We believe the Fed will be on hold for some time before it even thinks about dropping rates. The Fed has told us it needs to see convincing evidence that inflation is coming down to its target of 2% and, importantly, can be sustained at that level. Thus, for those investors who need daily liquidity in a portion of their portfolios, MMFs are still a viable option in our opinion.

There’s no doubt that the current market is replete with crosscurrents and poses plenty of challenges to corporate treasury teams. And many of our clients ask us: “What are my peers doing?” Of course, the answer differs based on each team’s cash position and objectives. But for those fortunate enough to have a war chest, they are selectively taking advantage of the volatility and market phenomena in today’s tricky market. And we think we can help!

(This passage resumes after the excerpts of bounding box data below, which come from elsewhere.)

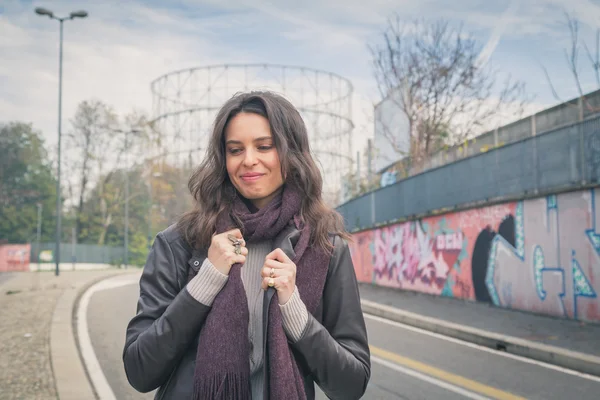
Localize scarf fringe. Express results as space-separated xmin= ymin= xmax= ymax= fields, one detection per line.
xmin=193 ymin=372 xmax=252 ymax=400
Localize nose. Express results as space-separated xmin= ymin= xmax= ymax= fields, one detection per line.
xmin=244 ymin=150 xmax=257 ymax=167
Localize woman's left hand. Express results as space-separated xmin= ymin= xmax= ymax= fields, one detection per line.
xmin=261 ymin=248 xmax=296 ymax=304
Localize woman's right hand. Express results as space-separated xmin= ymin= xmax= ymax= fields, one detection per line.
xmin=208 ymin=229 xmax=248 ymax=275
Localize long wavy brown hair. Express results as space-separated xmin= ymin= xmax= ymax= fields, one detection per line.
xmin=177 ymin=91 xmax=350 ymax=251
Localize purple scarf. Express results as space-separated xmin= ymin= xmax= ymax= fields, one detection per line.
xmin=193 ymin=185 xmax=330 ymax=400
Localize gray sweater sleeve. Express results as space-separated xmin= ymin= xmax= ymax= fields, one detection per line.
xmin=279 ymin=286 xmax=308 ymax=342
xmin=186 ymin=258 xmax=229 ymax=307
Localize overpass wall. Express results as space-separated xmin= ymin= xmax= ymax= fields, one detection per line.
xmin=350 ymin=187 xmax=600 ymax=321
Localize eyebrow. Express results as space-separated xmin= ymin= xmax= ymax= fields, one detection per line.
xmin=225 ymin=136 xmax=273 ymax=145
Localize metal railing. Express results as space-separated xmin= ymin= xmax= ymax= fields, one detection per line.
xmin=337 ymin=117 xmax=600 ymax=232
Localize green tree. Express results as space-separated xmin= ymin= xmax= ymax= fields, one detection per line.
xmin=0 ymin=122 xmax=56 ymax=243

Trading Vista: Locking in Longer (Duration)

Jason Graveley, Senior Manager, Fixed Income Trading

Sometimes bad news is good news. Market watchers certainly cheered the October economic data that showed a weaker-than-expected labor market, as nonfarm payrolls grew by only 150,000 versus a consensus estimate of 180,000. On top of that, there was a downward revision to the prior two months’ payroll numbers and a nominal tick up in the overall unemployment rate to 3.9%, according to the Commerce Department’s latest release. But are these more tepid employment numbers really the watershed moment that will alter the trajectory of monetary policy?

That remains to be seen, but the futures market has since quelled expectations of a forthcoming hike and has settled into 5.25% - 5.50% as the terminal fed funds rate. Not only that, but rate cuts are priced in for as early as the second quarter of 2024, despite clear communication from Fed officials that normalization is not currently being considered and won’t be for some time. The bias for future policy moves is currently skewed to the wait-and-see even as the tone has shifted. The Fed seems to want to allow time for the cumulative effects of the aggressive hiking cycle to play out. The messaging from Fed officials after the early-November FOMC meeting has further reinforced this. Caution seems to be the operative word with a higher likelihood that decisions will be less a reaction to immediate realized data and more about time and trends.

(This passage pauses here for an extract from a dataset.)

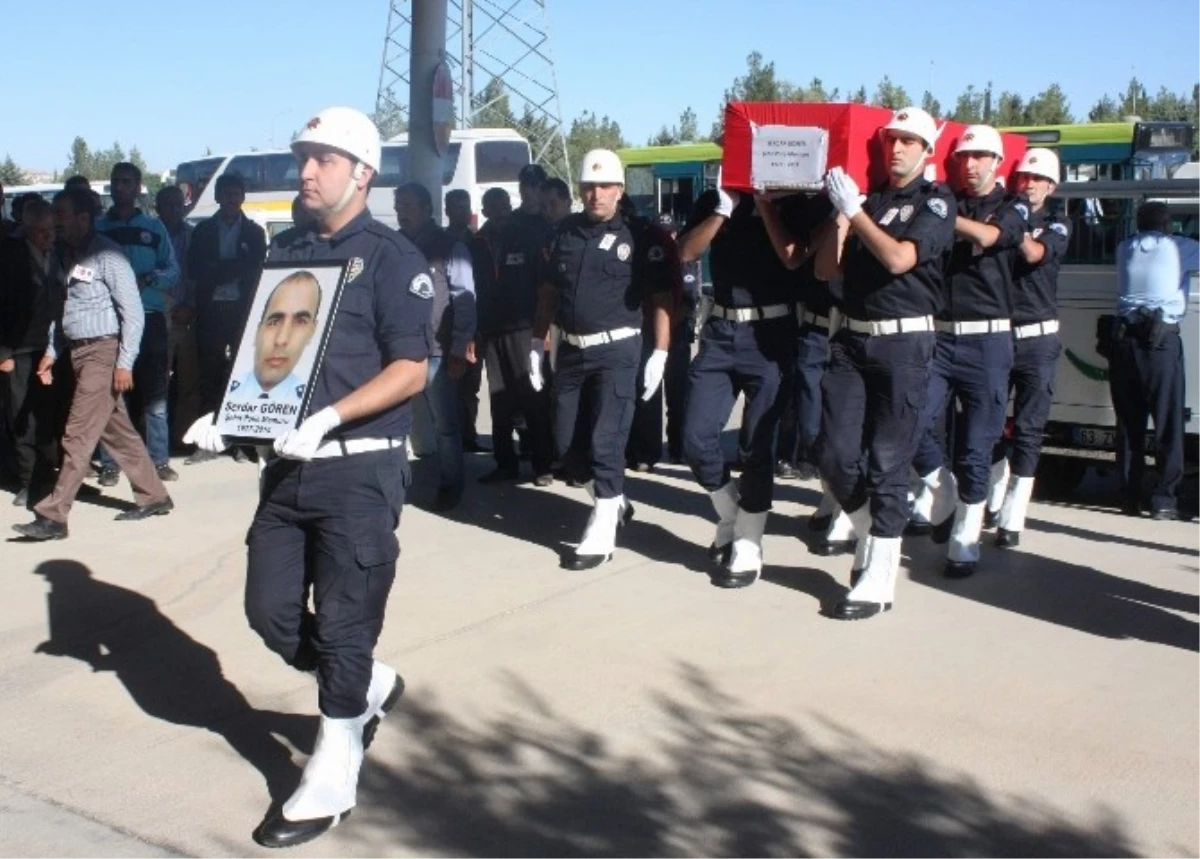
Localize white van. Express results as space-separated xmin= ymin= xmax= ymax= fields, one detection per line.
xmin=1038 ymin=179 xmax=1200 ymax=492
xmin=175 ymin=128 xmax=529 ymax=229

Treasury markets have responded accordingly, with a rally across the curve and lower yields as a result. The November quarterly refunding statement added another headwind to higher yields. Although the announcement indicated continued, gradual increases in coupon auction sizes through January, the planned sales were less than markets anticipated and sparked a bid in treasuries. We should also consider the heightened geopolitical risks and the possibility for further instability and escalation abroad — all of which will affect market yields.

If we look at our most active points along the 6-month, 12-montth and 2-year tenors, they all hit 2023 peak yields in early-to-mid October at 5.58%, 5.50% and 5.22% respectively. Since then, yields have come down considerably – although much more pronounced as you move into the longer-dated maturities on the curve. The front-end points are lower by 10, 20, and 30 basis points, respectively, since their highs. Despite the benchmark moves tighter, anecdotal dealer feedback suggests that portfolios with stable cash are still active in extending duration. The Federal Reserve’s aggressive interest-rate campaign brought back the mantra of “cash is king,” where overnight liquidity options can still return over 5%. However, as the terminal rate comes into focus and the end of the cycle materializes, more dealer commentary suggests that accounts are foregoing the peak rates in the immediate front-end and locking in longer-duration opportunities when possible. It’s certainly something worth considering at this point.